Tick advances the light to the next color. GetColor is a request-reply message: the sender includes its own ActorRef so the light can respond.

Behaviors as State

Instead of a single handler with an if color == "green" check, each color is its own behavior function. The traffic light is whichever behavior is currently active:

def green() -> Behavior[TrafficLightMsg]:
    async def receive(
        ctx: ActorContext[TrafficLightMsg], msg: TrafficLightMsg
    ) -> Behavior[TrafficLightMsg]:
        match msg:
            case Tick():
                print("🟢 → 🟡")
                return yellow()
            case GetColor(reply_to):
                reply_to.tell("green")
                return Behaviors.same()

    return Behaviors.receive(receive)


def yellow() -> Behavior[TrafficLightMsg]:
    async def receive(
        ctx: ActorContext[TrafficLightMsg], msg: TrafficLightMsg
    ) -> Behavior[TrafficLightMsg]:
        match msg:
            case Tick():
                print("🟡 → 🔴")
                return red()
            case GetColor(reply_to):
                reply_to.tell("yellow")
                return Behaviors.same()

    return Behaviors.receive(receive)


def red() -> Behavior[TrafficLightMsg]:
    async def receive(
        ctx: ActorContext[TrafficLightMsg], msg: TrafficLightMsg
    ) -> Behavior[TrafficLightMsg]:
        match msg:
            case Tick():
                print("🔴 → 🟢")
                return green()
            case GetColor(reply_to):
                reply_to.tell("red")
                return Behaviors.same()

    return Behaviors.receive(receive)

Notice: there are no mutable variables. No self.color = "yellow". When the light receives a Tick, it returns a different behavior — and that is the state transition. This is called behavior recursion.

Running It

The main() function spawns the actor and sends messages:

async def main() -> None:
    async with ActorSystem() as system:
        light = system.spawn(green(), "traffic-light")
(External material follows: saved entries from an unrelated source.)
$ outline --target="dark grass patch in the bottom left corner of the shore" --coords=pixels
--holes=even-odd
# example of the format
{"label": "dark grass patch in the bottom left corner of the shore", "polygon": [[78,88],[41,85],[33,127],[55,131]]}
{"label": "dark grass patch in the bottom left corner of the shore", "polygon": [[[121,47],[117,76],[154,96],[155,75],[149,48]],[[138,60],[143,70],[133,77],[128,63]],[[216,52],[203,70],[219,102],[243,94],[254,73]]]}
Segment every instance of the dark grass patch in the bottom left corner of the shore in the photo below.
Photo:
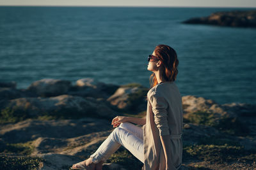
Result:
{"label": "dark grass patch in the bottom left corner of the shore", "polygon": [[40,162],[44,159],[38,157],[7,157],[0,156],[0,169],[1,170],[30,170],[38,169]]}

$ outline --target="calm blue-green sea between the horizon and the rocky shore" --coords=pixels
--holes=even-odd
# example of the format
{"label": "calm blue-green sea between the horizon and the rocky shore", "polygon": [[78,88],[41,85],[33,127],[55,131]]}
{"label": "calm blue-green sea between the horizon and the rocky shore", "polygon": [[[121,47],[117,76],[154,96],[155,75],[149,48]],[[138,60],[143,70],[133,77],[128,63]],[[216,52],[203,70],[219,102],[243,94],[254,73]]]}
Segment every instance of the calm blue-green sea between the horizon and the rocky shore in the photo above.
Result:
{"label": "calm blue-green sea between the horizon and the rocky shore", "polygon": [[[182,96],[256,104],[256,29],[186,25],[236,8],[0,7],[0,81],[95,78],[149,87],[147,56],[159,44],[180,61]],[[240,9],[248,10],[248,9]]]}

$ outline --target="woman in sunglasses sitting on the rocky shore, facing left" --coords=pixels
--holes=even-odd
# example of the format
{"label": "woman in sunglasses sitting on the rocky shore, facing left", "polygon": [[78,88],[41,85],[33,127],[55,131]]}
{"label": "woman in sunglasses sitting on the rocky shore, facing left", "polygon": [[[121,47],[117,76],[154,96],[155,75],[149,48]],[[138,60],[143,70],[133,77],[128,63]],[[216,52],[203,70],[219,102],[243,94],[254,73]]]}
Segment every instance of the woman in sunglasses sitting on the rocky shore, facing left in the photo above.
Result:
{"label": "woman in sunglasses sitting on the rocky shore, facing left", "polygon": [[183,117],[180,92],[174,83],[178,64],[177,53],[172,47],[156,46],[148,56],[147,69],[153,73],[151,89],[147,93],[146,117],[113,118],[114,131],[89,159],[74,164],[71,169],[102,169],[104,160],[121,145],[143,162],[144,170],[179,169]]}

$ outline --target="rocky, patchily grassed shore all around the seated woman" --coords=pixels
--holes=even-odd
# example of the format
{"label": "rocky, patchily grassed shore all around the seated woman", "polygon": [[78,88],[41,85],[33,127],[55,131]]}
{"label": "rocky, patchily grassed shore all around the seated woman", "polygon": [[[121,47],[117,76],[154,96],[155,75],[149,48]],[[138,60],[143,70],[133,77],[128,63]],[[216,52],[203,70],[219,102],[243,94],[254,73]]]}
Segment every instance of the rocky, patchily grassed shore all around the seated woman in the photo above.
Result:
{"label": "rocky, patchily grassed shore all around the seated woman", "polygon": [[[143,117],[148,89],[90,78],[0,82],[0,169],[68,169],[113,131],[116,115]],[[181,169],[256,169],[256,106],[182,96]],[[103,169],[141,169],[122,146]]]}

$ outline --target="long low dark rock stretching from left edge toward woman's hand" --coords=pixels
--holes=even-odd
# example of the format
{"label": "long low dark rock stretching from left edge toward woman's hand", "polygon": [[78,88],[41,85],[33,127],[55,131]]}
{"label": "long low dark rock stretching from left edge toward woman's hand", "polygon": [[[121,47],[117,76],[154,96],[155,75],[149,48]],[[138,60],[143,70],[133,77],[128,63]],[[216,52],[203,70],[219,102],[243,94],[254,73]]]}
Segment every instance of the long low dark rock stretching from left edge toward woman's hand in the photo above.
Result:
{"label": "long low dark rock stretching from left edge toward woman's hand", "polygon": [[[14,115],[22,114],[25,117],[50,115],[54,117],[102,117],[116,116],[106,103],[92,97],[61,95],[56,97],[22,97],[12,99],[1,106],[1,109],[10,108]],[[20,115],[20,116],[22,116]]]}

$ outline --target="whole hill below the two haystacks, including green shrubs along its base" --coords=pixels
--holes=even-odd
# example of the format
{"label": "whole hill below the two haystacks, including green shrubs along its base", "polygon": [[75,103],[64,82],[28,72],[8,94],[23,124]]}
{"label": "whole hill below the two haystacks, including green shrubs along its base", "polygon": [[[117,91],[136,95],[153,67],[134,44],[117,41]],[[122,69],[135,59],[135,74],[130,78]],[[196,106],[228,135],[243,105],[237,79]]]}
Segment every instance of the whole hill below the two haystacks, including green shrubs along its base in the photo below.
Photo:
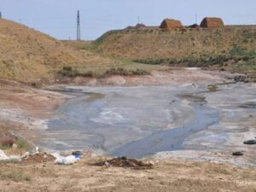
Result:
{"label": "whole hill below the two haystacks, including green shrubs along its base", "polygon": [[250,79],[256,79],[256,26],[172,30],[128,27],[107,32],[84,47],[76,46],[138,63],[210,67],[247,73]]}

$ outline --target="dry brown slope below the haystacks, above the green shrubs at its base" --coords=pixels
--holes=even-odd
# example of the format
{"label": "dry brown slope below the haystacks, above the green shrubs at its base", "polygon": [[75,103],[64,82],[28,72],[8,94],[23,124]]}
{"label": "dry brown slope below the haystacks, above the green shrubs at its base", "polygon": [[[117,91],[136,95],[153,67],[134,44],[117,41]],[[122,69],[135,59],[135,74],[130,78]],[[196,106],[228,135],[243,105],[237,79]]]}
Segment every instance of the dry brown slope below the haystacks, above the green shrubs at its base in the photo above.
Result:
{"label": "dry brown slope below the haystacks, above the green shrubs at its base", "polygon": [[107,32],[92,43],[90,49],[104,55],[137,60],[224,54],[234,46],[256,50],[256,26],[176,30],[126,28]]}

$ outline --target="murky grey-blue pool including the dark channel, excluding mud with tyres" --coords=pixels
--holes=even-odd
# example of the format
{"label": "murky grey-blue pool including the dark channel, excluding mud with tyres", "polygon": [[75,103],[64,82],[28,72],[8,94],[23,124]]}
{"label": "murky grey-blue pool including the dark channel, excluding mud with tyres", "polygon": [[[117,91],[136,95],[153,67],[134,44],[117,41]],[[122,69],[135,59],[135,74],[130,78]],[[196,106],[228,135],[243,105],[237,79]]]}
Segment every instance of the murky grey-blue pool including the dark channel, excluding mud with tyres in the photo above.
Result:
{"label": "murky grey-blue pool including the dark channel, excluding mud with tyres", "polygon": [[70,87],[82,95],[49,119],[38,143],[54,150],[92,149],[141,158],[183,148],[183,141],[218,123],[218,110],[196,94],[206,86]]}

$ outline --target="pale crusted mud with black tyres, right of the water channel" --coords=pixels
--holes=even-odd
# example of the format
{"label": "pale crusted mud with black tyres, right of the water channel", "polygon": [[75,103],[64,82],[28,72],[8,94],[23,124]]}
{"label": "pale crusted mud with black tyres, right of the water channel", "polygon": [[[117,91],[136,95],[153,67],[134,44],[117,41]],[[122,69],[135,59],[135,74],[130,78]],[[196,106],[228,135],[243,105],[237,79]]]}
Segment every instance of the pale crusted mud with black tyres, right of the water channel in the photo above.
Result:
{"label": "pale crusted mud with black tyres, right of the water channel", "polygon": [[[208,106],[218,109],[219,123],[188,137],[183,143],[183,151],[160,152],[154,157],[255,166],[255,146],[243,144],[256,136],[255,93],[255,84],[222,85],[216,92],[201,93]],[[234,151],[242,151],[244,155],[234,157]]]}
        light.tell(Tick())  # green → yellow
        light.tell(Tick())  # yellow → red
        light.tell(Tick())  # red → green

        await asyncio.sleep(0.1)

        color = await system.ask(
            light, lambda r: GetColor(reply_to=r), timeout=5.0
        )
        print(f"Current color: {color}")  # green


asyncio.run(main())

Output:

🟢 → 🟡
🟡 → 🔴
🔴 → 🟢
Current color: green

Run the Full Example

git clone https://github.com/gabfssilva/casty.git
cd casty
uv run python examples/guides/01_your_first_actor.py

What you learned:

  • Messages are frozen dataclasses — immutable and type-safe.
  • Behaviors are values, not classes. Each state is a function that returns a Behavior.
  • State transitions happen by returning a different behavior — no mutation needed.
  • Request-reply works by including an ActorRef in the message.